The Peruvian Commodity Communication Graduality Regime


Background  

Peruvian tax legislation regulates the formal obligations of taxpayers that carry out export or import operations of goods with known quotation in international markets. These obligations are detailed in numeral 1 of paragraph e) of article 32-A of the Income Tax Law (LIR), which establishes that taxpayers must file a communication with SUNAT in which specific information of each operation must be provided. According to what is indicated in the regulation, the communication must be filed up to the date of the beginning of the shipment or disembarkation and must contain the complete information according to what has been agreed.  

Report No. 000063-2024 – SUNAT/7T0000  

According to the fifth paragraph of numeral 1 of subsection e) of article 32-A of the LIR, it is stated that if such communication is not filed, is incomplete or is filed late, the date of the end of the shipment, in the case of exported goods, and the date of disembarkation, in the case of imported goods, will be considered as the date of the quotation value.  

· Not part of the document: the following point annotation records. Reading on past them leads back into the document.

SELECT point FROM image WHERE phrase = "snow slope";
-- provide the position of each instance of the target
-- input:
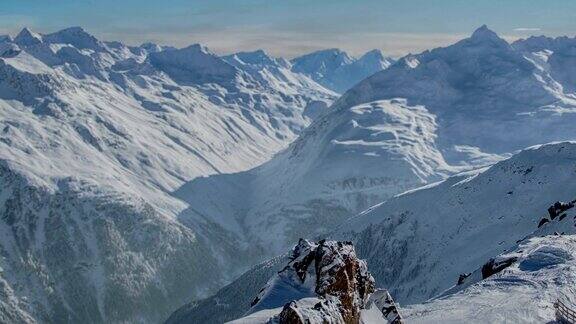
(424, 118)
(336, 70)
(418, 243)
(95, 138)
(523, 293)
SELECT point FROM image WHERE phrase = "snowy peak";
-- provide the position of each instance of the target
(323, 282)
(258, 57)
(336, 70)
(26, 37)
(321, 63)
(194, 64)
(5, 38)
(75, 36)
(484, 33)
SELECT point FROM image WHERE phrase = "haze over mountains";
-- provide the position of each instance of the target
(138, 179)
(426, 117)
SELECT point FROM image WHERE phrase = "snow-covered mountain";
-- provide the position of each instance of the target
(324, 282)
(418, 244)
(336, 70)
(525, 292)
(426, 117)
(95, 139)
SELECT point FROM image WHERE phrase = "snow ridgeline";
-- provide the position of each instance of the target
(95, 138)
(437, 247)
(426, 117)
(324, 282)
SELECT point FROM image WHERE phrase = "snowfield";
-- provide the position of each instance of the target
(137, 179)
(95, 139)
(417, 244)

However, through the publication of Report No. 000063-2024 – SUNAT/7T0000 on September 6 of this year, it is mentioned that the penalties applicable to an infraction in the presentation or not of the referred communication would be subject to the Graduality Regime (according to numbers 2 and 4 of article 176 of the Peruvian Tax Code).  

Graduality Regime  

The Graduality Regime, regulated by Superintendence Resolution No. 063-2007/SUNAT, allows the reduction of penalties to taxpayers who, despite having incurred in an infraction, correct the omission or error in the filing of the communication. There are several scenarios that may generate an infraction, such as:  

  • Failure to file the communication.  
  • Filing it out of time.  
  • Submitting incomplete information.  
  • Providing information not in accordance with what was agreed in the transactions.  

This flexibility is key, since it encourages voluntary regularization and contributes to mitigate the risks associated to the non-filing or sending of incomplete information. However, although the financial penalty may be reduced, the legal effect does not disappear: in case of late submission, the quotation date will be that of the end of the shipment (for exports) or of the disembarkation (for imports).  

Objectives of the Transfer Pricing Regulations  

One of the main objectives of the Transfer Pricing Regulations is to prevent tax evasion through price manipulation between related companies. By requiring the submission of a detailed formal communication prior to the shipment or disembarkation of goods, SUNAT not only seeks to obtain accurate information on the transactions, but also to verify that the prices applied truly reflect the market value. In this sense, it is not only an administrative formality, but also a control mechanism that prevents companies from inflating or reducing the prices of their operations in order to benefit fiscally.